Esophageal dilation addresses the fibrostenotic component of EoE, which results from longstanding inflammation leading to scarring, rings, and strictures that cannot be resolved through anti-inflammatory treatments alone. This mechanical intervention becomes necessary when structural narrowing causes persistent dysphagia despite adequate inflammatory control. Clinicians maintain a low threshold for dilation in patients with ongoing swallowing difficulties, as subtle strictures can be easily missed during routine endoscopy.

Technical approaches include balloon dilation and wire-guided bougie techniques, with selection based on stricture characteristics. Focal distal strictures may be treated with through-the-scope balloons, while multifocal narrowings throughout the esophageal length may benefit from Savary dilators that provide both radial and longitudinal shearing forces. The balloon pull-through technique allows comprehensive evaluation of the entire esophageal caliber while enabling targeted treatment of identified narrowed areas. Practitioners emphasize achieving visible mucosal disruption or “dilation effect” as evidence of therapeutic intervention, though this requires careful patient communication using appropriate terminology.
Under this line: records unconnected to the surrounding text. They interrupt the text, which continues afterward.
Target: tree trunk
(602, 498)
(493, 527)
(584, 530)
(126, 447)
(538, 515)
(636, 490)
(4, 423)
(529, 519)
Safety considerations and technique refinements distinguish EoE dilation from peptic stricture treatment. EoE tissue tends to tear more readily, necessitating gradual, conservative approaches rather than aggressive dilation. Optimal timing involves treating inflammatory disease first, as dilating inflamed tissue increases postprocedural discomfort and complications. Pediatric applications require additional considerations, including family education and diagnostic aids such as esophagrams or EndoFLIP technology to identify subtle strictures not apparent on visual inspection. These tools help detect narrowings present in up to half of cases where visual assessment appears normal, enabling informed discussions with families about intervention necessity. The procedure is routinely performed during adult endoscopy but requires more deliberate planning in pediatric populations, emphasizing the importance of comprehensive esophageal evaluation before biopsy collection to identify all areas requiring therapeutic intervention.